What is Inflation?
Inflation can be defined as the persistent increase in the price level of goods and services in an economy over a period of time.
If the rise in prices exceeds the rise in output, the situation is called inflationary situation.
Inflation can take place due to various reasons. One of the major reason is a rapid increase in money supply which leads to a decrease in interest rate.
Table of Contents
Some of the important inflation definitions are:
Inflation is a rise in the general level of prices.Samuleson-Nordhaus, “
Inflation can be defined as, “too much money chasing too few goods.”Coulborn
Inflation is an upward movement in the average level of prices. Its opposite is deflation, a downward movement in the average level of prices. The boundary between inflation and deflation is price stability.Parkin and Bade
The word inflation in the broadest possible sense refers to any increase in the general price-level which is sustained and non-seasonal in character.Peterson
Inflation is an increase in the quantity of money faster than real national output is expanding.Johnson
Causes of Inflation
So what exactly causes inflation in an economy? Following are some other causes of inflation:
- Increase in demand because of a rise in individual and aggregate disposable income on consumption and investment goods, rise in exports, and rise in population.
- No rise in output in response to increase in demand due to lack of capital equipment, factors of production, decrease in imports due to restrictive policies, and the emergence of drought, famine or any other natural calamity.
Characteristics of Inflation
Inflation is desirable in a country at moderate levels. However, there is no universally acceptable limit of inflation. Depending on the contribution, a country decides the acceptable limit of inflation.
The concept of inflation can be understood by studying the characteristics of inflation, which are given as follows:
- Inflation is followed by the price rise.
- The cause behind inflation is increase in the money supply. Thus, it is a monetary phenomenon.
- Due to interaction among various economic forces, inflation is also an economic phenomenon.
- Inflation occurs in a dynamic environment over a period of time.
- Inflation is always scarcity oriented and occurs in a disequilibrium state of economy.
- The rise in prices in inflation cannot be reversed.
- Inflation is persistent in nature. Generally, inflation is categorised on the basis of its rate.
Three Types of inflation
Let us discuss these three types of inflation in detail. Three types of inflation are:
- Moderate inflation
- Galloping inflation
Moderate Inflation is a type of inflation that takes place when there is a rise in the prices of goods and services at a single rate annually. Moderate inflation is also known as creeping inflation.
At the time of moderate inflation in an economy, the prices of goods and services increase only at a moderate rate. However, the rate of increase in prices differs in different countries. It is easy to anticipate moderate inflation; therefore, individuals hold money as a store of value.

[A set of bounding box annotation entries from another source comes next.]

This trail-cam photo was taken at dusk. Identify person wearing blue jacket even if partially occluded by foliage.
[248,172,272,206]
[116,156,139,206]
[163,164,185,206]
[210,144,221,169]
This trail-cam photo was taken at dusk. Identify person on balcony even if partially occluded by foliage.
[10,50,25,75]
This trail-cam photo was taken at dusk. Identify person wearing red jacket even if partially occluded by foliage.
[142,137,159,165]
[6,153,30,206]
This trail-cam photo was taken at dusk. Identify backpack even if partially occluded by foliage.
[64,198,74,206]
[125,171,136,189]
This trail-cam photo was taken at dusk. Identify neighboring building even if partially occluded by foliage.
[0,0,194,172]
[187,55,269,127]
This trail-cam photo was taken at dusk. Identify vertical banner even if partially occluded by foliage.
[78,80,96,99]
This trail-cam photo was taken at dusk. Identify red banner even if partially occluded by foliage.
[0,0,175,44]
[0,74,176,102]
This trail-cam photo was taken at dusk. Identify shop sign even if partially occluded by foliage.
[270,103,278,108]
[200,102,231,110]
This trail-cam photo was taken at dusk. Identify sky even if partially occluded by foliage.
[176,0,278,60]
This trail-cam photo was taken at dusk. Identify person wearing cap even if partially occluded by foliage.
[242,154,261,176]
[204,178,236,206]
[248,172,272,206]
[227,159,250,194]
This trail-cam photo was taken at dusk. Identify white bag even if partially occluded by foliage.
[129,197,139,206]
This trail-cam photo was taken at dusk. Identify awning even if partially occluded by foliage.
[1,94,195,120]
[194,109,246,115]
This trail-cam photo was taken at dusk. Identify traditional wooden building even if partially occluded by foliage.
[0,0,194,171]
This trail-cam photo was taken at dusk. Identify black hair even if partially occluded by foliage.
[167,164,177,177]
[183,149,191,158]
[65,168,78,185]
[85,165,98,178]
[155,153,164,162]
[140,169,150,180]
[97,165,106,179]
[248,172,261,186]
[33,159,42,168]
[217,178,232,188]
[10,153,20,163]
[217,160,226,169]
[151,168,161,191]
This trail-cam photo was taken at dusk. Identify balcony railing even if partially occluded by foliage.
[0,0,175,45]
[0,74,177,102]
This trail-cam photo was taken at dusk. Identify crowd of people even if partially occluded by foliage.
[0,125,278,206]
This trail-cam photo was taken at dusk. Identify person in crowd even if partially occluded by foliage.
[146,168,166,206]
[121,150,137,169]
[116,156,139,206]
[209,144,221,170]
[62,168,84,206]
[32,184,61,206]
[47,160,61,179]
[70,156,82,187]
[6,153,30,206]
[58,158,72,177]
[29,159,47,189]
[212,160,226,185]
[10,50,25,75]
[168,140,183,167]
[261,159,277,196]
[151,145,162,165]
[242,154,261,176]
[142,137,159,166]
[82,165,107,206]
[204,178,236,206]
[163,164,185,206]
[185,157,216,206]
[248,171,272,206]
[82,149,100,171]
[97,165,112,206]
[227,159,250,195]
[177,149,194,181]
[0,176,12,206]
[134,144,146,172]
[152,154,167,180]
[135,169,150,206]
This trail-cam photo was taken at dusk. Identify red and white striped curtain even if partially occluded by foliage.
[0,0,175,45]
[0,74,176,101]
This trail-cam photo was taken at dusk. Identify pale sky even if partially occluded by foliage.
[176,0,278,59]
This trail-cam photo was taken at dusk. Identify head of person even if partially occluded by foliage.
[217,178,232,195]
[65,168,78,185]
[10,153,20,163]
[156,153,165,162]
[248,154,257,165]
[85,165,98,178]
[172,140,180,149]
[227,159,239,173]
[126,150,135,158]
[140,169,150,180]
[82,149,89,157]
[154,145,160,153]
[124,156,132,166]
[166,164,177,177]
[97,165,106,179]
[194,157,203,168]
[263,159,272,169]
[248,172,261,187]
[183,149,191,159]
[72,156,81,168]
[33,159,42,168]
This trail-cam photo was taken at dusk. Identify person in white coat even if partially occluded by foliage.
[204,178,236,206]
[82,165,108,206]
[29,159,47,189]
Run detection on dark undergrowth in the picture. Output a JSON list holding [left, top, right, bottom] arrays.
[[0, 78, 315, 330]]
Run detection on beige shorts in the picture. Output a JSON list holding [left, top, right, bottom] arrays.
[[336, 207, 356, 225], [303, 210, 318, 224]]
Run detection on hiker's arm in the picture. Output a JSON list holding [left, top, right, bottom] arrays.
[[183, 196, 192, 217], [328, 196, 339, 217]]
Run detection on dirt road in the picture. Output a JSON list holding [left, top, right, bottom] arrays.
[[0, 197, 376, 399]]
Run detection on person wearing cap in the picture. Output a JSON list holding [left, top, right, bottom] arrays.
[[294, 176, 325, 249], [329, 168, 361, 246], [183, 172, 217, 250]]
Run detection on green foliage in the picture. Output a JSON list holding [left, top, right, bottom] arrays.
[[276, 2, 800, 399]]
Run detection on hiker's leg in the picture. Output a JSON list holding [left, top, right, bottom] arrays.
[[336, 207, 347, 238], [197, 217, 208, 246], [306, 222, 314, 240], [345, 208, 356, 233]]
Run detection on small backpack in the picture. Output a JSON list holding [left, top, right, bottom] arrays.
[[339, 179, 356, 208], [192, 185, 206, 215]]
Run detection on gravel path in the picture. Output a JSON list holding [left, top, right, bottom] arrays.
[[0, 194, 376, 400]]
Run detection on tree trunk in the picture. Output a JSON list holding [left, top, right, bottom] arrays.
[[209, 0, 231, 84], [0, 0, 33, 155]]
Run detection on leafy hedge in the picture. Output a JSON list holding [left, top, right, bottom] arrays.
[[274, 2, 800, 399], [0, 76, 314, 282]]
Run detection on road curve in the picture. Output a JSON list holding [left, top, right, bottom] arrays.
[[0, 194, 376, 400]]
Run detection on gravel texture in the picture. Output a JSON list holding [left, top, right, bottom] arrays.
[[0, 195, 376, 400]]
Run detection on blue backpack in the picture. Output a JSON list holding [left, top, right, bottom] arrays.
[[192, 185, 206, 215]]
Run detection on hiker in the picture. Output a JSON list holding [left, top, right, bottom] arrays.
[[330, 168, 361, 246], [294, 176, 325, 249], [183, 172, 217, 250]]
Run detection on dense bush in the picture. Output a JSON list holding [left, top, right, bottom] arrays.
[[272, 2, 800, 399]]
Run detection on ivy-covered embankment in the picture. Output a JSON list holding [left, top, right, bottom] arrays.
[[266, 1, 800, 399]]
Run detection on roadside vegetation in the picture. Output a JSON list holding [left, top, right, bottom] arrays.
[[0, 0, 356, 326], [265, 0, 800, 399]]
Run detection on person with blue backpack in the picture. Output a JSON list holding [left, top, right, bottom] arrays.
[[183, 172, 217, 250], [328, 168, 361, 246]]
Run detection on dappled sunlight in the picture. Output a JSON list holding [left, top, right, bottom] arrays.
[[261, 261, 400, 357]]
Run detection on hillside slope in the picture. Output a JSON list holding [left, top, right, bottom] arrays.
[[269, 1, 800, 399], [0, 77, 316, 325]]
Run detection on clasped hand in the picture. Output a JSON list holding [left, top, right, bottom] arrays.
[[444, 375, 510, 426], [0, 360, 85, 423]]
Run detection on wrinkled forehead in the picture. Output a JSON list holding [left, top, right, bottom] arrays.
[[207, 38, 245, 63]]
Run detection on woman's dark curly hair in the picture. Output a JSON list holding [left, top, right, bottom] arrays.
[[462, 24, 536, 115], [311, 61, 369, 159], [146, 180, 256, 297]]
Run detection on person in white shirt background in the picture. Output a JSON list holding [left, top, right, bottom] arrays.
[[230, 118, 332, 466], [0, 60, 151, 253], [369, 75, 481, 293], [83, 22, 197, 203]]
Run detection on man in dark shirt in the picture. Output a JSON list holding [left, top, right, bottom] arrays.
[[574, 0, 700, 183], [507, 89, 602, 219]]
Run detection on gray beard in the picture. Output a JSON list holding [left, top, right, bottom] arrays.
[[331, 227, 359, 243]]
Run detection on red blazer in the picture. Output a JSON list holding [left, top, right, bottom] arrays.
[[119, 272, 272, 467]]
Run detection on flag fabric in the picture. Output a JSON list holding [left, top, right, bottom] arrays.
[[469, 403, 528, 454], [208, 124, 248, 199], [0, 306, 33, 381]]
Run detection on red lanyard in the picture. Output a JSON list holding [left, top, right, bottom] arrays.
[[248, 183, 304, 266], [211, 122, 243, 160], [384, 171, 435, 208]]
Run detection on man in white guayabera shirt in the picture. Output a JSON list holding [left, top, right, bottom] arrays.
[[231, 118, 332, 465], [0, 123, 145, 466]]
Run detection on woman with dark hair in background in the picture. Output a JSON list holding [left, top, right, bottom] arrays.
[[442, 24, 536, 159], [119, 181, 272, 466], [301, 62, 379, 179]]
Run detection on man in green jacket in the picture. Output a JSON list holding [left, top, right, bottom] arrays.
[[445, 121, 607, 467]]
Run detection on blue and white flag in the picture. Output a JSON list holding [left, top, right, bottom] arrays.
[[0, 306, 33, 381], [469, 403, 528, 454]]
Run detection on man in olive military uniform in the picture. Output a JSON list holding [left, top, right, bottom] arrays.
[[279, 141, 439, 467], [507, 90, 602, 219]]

Galloping Inflation is a type of inflation that takes place at the time of the rise in the prices of goods and services at a two-digit or three-digit rate per annum. Another name for galloping inflation is as jumping inflation.
In the words of Baumol and Blinder, “Galloping inflation refers to inflation that proceeds at an exceptionally high.”
The worst sufferers of galloping information are middle and lower class individuals. Due to this, people are unable to save money for the future. This kind of situation requires strict measures to control inflation
Hyperinflation is a type of inflation that takes place when the rate of increase in prices is extremely high or out of control. In other words, hyperinflation occurs when the increase in prices is more than a three-digit rate annually.
The cause behind hyperinflation is the unrestricted increase in the supply of money in the market. This results in a situation of imbalance in the supply and demand for money. Consequently, money loses its real worth at a rapid speed.